[Tdwg-tag] RDF versus GML; old but relevant (?)
Phillip C. Dibner
pcd at ecosystem.com
Mon Feb 13 19:35:07 CET 2006
All:
I sent this yesterday without being properly subscribed to the mailing
lists. Apologies to anyone for whom this is a repeat.
Flip
From: Phillip C. Dibner <pcd at ecosystem.com>
Date: February 12, 2006 2:21:49 PM PST
To: Stan Blum <sblum at calacademy.org>
Cc: <tdwg-guid at lists.tdwg.org> <tdwg-guid at lists.tdwg.org>
<tdwg-guid at lists.tdwg.org>, <tdwg-tag at lists.tdwg.org>
<tdwg-tag at lists.tdwg.org> <tdwg-tag at lists.tdwg.org>, Donald Hobern
<dhobern at gbif.org>, John Wieczorek <tuco at berkeley.edu>,
<renato at cria.org.br> <renato at cria.org.br> <renato at cria.org.br>, Reed
Beaman <reed.beaman at yale.edu>, Simon Cox <Simon.Cox at csiro.au>
Subject: Re: RDF versus GML; old but relevant (?)
Stan,
Thanks for the message. You've mentioned some items that are central
to several discussions in which I've been engaged during the past few
months. I've taken the liberty of copying Simon Cox on this response
since, as you know, he's quite knowledgeable about these issues, and
also very open to the use of other languages despite his participation
in the authorship of GML. Simon, I'm hoping you (as well as anyone
else who wants to contribute) will correct any misstatements that I
make here.
I take your message to contain two fundamental points. Responding to
each of them:
First point:
> I (we) desperately need to solve the puzzle of how to compose (re-use)

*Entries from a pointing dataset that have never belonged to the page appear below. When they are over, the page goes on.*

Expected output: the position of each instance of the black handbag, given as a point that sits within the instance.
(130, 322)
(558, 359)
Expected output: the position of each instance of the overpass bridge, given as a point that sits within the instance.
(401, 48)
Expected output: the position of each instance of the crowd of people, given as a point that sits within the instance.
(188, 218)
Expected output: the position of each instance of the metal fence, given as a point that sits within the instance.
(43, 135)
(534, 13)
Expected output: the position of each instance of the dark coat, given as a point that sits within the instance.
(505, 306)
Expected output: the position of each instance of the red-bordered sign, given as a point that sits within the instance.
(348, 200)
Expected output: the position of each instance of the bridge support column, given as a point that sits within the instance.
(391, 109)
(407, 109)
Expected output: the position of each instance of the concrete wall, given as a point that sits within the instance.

> conceptual specifications. Can we create a flexible system of base
> classes that can be snapped together to make useful data exchange
> applications? I think this is one of, if not THE most import tasks
> for the incipient TDWG Architecture group.
In short, absolutely. I have no doubt that we can create such a
flexible collection of classes. The key is in your choice of the word
"conceptual." If we get the information model right, we can express it
in any of several languages. Any given language (even UML, I'm given
to understand) has its limitations and inherent biases, but if we
develop appropriate intuitive and formal understandings of the
relationships - mappings - between the various expressions, we'll have
achieved the goal that I think you correctly identify as the most
important task for the Architecture group. The question is how to
factor them, and perhaps how, if at all, to identify them as belonging
to the same family of specifications by defining an abstract DarwinCore
base class.
Second point, relating to Chris Goad's comments (mapbureau.com) on the
non-composibility of GML (which I won't reproduce inline here):
Chris is a great thinker and very knowledgeable about these
technologies, but I think his comments leave out some important points.
There are arguably two different notions of what GML is.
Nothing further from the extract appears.